On Tue, Sep 8, 2015 at 9:25 AM, Levente Uzonyi <leves at elte.hu> wrote:

> I forgot to answer your other questions.
>
> On Tue, 8 Sep 2015, Chris Cunningham wrote:
>
> Levente,
>> Interesting.  I have a question and a concern about your implementation,
>> though:
>>
>> Question: why in the micro checks, is the Write faster than the Access:
>>
>
> Because Access means allocation of new objects (LargeIntegers), while
> Write simply means copying bytes.
>
> {'cbc smallN write'->'10,400,000 per second. 95.8 nanoseconds per run.'.

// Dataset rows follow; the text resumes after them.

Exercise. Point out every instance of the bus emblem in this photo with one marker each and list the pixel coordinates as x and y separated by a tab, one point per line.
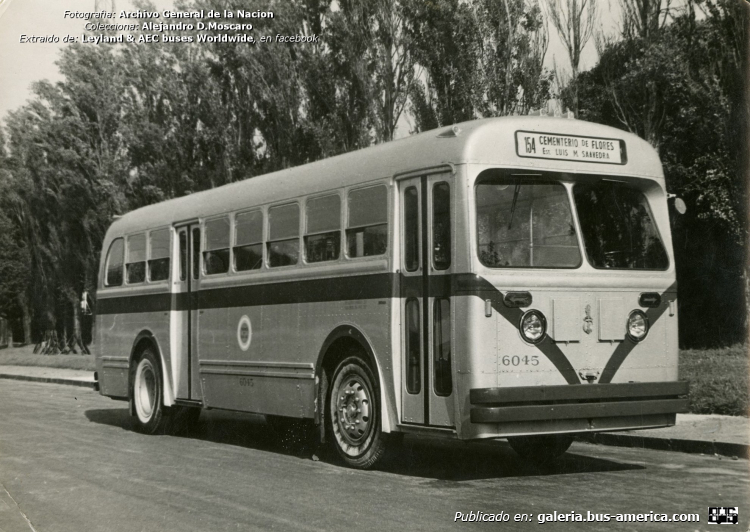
244	333
588	321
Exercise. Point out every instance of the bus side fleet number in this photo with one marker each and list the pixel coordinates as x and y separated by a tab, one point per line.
516	360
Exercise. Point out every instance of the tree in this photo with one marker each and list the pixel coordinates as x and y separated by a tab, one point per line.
447	45
575	21
683	90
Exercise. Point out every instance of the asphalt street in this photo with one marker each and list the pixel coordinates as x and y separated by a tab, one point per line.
70	461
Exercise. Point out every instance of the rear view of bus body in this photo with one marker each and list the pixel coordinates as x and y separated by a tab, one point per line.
508	277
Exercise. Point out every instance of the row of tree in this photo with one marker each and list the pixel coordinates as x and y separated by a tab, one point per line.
131	125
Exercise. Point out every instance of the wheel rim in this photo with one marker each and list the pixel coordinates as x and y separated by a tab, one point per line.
353	411
145	390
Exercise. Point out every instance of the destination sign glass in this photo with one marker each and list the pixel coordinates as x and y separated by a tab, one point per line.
570	148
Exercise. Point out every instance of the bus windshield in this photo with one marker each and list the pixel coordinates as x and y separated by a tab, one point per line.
525	224
617	226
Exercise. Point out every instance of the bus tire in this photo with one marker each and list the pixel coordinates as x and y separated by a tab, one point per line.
152	417
541	450
354	414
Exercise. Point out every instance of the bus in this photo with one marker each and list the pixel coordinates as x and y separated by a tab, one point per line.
500	278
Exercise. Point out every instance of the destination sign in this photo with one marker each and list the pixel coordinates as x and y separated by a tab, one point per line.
570	148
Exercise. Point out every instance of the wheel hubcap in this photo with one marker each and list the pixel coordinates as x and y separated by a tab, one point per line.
145	391
353	405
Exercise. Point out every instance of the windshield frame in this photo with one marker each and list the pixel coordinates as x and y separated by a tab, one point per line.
632	185
527	176
652	189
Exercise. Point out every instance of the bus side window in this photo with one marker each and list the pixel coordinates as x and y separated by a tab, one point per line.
323	229
136	263
183	255
441	348
216	254
158	263
248	241
196	252
441	226
283	245
115	257
367	230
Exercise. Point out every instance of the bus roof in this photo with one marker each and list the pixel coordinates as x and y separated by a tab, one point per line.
487	141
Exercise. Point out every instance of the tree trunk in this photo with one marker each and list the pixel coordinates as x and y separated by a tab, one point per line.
24	304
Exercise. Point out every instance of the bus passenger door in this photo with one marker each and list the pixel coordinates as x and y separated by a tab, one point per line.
426	252
438	266
412	303
184	326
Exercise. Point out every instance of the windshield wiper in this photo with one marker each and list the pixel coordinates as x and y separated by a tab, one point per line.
513	205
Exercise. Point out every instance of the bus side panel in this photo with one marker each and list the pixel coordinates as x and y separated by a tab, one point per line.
275	374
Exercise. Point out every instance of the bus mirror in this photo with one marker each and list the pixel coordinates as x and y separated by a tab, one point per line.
679	204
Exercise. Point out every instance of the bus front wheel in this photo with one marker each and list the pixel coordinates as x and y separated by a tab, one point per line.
541	450
151	415
354	414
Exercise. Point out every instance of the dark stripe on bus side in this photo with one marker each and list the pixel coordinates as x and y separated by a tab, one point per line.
373	286
627	345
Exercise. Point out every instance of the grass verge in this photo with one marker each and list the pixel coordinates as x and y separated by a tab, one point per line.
24	356
718	380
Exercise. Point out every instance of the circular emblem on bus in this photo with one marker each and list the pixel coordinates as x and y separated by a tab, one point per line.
244	333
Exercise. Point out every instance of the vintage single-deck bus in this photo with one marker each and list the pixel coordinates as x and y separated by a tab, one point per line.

>> 'cbc smallN access'->'10,300,000 per second. 97.4 nanoseconds per run.'.
>> 'cbc largeN write'->'12,400,000 per second. 80.4 nanoseconds per run.'.
>> 'cbc largeN access'->'3,920,000 per second. 255 nanoseconds per run.'}.
>> yet in your more thorough benchmark, the Write twice as slow as the
>> Access?
>>
>
> For each pair of lines the first one was measured _before_ my changes, the
> second one was measured _after_ them. The benchmark measures read and write
> together, so 536.109375 stands for the average number of milliseconds to
> read and write ninemillion numbers using your variant of the 64-bit methods
> on my machine.
>
> "unsigned long 64"
>> (put, or Write) "average asFloat 536.109375".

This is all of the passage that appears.